Mónica le dijo que no. Solo eran amigos. La desilusión fue infinita.
A partir de entonces se declaró varias veces y en cada ocasión arribaba una negativa que lo devolvía a su hogar cabizbajo. Aun así, cada mañana levantaba la frente y se dirigía con renovadas esperanzas a su encuentro.
La distancia
Una tarde en la que se la pasaron mirando fotos de ella cuando era una niña, descubrieron que Alberto estaba en unas cuantas imágenes. ¡No lo podían creer! Sin saberlo, habían compartido momentos de su infancia. El vínculo de ellos crecía, así como las esperanzas de un joven, que le declaraba su amor, una y otra vez, sin éxito.
"Fue entonces que ella decidió partir a Chaco a probar suerte, aunque volvió al poco tiempo", recuerda. "Con el alma en pena, pero dispuesto a hacerme mi camino, me fui a Buenos Aires a estudiar teología".
Alejados por cientos de kilómetros, Alberto y Mónica no se olvidaron. Sus charlas diarias de antaño las continuaron por correspondencia y, al finalizar aquel año, el joven decidió ir a realizar una práctica de verano a la iglesia de Mónica, en su provincia. Fueron tiempos hermosos, de un reencuentro un tanto más adultos y colmados de nuevas experiencias para compartir. "Entonces me mandaron a pastorear por un año", cuenta Alberto.
La revelación
Para Mónica, aquel año fue una revelación. De pronto, comprendió hasta qué punto estaba habituado a las risas cómplices y las palabras alentadores de su amigo. Aquella nueva distancia le hizo finalmente comprender que lo amaba.
"¿Querés ser mi novia?", se aventuró como siempre Alberto cuando volvieron a hablar. "Sí". El joven creyó que tal vez había oído mal. ¿Podría ser real? "Pero quiero que estemos unos años de novios, antes de formalizar", agregó con su preciosa sonrisa.
Sin embargo, a los pocos meses y con Alberto de viaje, la certeza del amor que Mónica sentía se transformó en urgencia por todo el tiempo perdido.
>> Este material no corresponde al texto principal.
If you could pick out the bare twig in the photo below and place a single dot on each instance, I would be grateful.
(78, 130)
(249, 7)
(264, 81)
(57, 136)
Los celulares no existían, y las cartas tardaban demasiado en llegar, aparte ahora, no le resultaban suficientes. "Te extraño demasiado", le dijo.
"Así que decidimos casarnos casi cuando nos pusimos de novios. Al año ya habíamos dado el sí. Nos vinimos los dos a capital, yo a terminar la licenciatura en teología y ella el bachiller de música eclesiástica, y luego se recibió de psicopedagoga. Este 6 de julio cumplimos 29 años juntos y tenemos un hijo de 20 años. Nunca estuvimos separados y esta cuarentena nos unió aún más. Somos muy felices".